Plus complexe encore, même si cette dernière condition et celles citées plus haut augmentent le risque pour les individus, les familles et les communautés, la plupart des gens ne développent pas de problèmes de santé mentale après avoir été exposés à un facteur de risque, alors que de nombreux individus en développent en l’absence de facteur de risque connu.

Quelles sont les difficultés de prise en charge de ces cas ? Les pesanteurs sociales et autres tabous, par exemple

L’insuffisance d’infrastructures adéquates et de professionnels formés pour les soins de santé mentale et du soutien psychosocial est déjà un grand défi. Il est alors nécessaire d’investir dans le développement des infrastructures et la formation de professionnels permettant d’améliorer l’accès aux soins de santé mentale.

La négligence et le déni des problèmes de santé mentale sont très fréquents et constituent un défi dans la prise en charge.

Aussi, la stigmatisation entourant les problèmes de santé mentale et du soutien psychosocial est-elle répandue au Mali. Les questions de santé mentale sont souvent mal perçues et associés à des croyances culturelles ; ce qui peut entraîner une exclusion sociale et une discrimination envers les personnes confrontées aux problèmes de santé mentale. Une sensibilisation accrue, une éducation sur les troubles mentaux s’avèrent nécessaires pour réduire cette stigmatisation et améliorer l’acceptation sociale.

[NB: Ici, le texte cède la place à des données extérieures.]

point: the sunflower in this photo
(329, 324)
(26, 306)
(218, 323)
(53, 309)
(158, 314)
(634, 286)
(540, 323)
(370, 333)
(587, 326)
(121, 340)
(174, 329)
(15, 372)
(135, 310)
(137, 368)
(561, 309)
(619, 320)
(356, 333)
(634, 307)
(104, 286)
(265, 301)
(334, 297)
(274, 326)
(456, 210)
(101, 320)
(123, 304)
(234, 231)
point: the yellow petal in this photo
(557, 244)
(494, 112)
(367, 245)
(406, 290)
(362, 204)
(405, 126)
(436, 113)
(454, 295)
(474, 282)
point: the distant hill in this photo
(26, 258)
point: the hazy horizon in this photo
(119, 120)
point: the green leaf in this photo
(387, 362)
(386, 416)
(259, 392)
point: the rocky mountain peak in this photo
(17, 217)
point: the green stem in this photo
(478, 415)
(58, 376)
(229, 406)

 Existe-t-il des statistiques des personnes concernées par des problèmes de santé mentale ?

Il n’existe pas un chiffre officiel sur le nombre de personnes souffrant de problèmes de santé mentale au Mali. Nous avons cependant quelques données disponibles, notamment au niveau hospitalier : le service de psychiatrie du CHU Point G, avec 1105 cas entre janvier 2014 et décembre 2018 ; et 495 en 2023.

Néanmoins sur le plan mondial, les données fournies par l’OMS nous renseignent qu’une personne sur huit a des problèmes de santé mentale. Ainsi, 970 millions de personnes présentaient un trouble mental, en 2019, les troubles anxieux et les troubles dépressifs étant les plus courants.

Des conseils en tant que professionnel du domaine ?

Les problèmes de santé mentale peuvent survenir à tout moment et à toute personne. Il est important de comprendre que beaucoup d’autres personnes ont vécu des situations similaires et qu’il est possible de s’améliorer. Pour ce faire, recherchez du soutien autour de vous, notamment en parlant avec quelqu’un en qui vous avez confiance de ce que vous ressentez. Également, demander l’aide d’un professionnel de la santé mentale.

La stigmatisation est l’un des principaux générateurs de souffrance selon les témoignages de personnes ayant des problèmes de santé mentale. De nombreuses personnes ayant un problème de santé mentale disent que la stigmatisation est pire que le trouble lui-même. En effet, il en résulte parfois qu’ils soient privés de l’exercice de leurs droits fondamentaux. Il faut alors une plus grande prise de conscience de l’importance de respecter les droits de l’homme de tous.

Chacun doit faire preuve de tolérance et d’acceptation en ne tenant pas ces personnes responsables de leur problème de santé mentale, en ne les considérant pas comme des personnes dangereuses, incompétentes, imprévisibles, et/ou incapables d’effectuer des tâches de base ainsi que d’exercer la maîtrise de soi.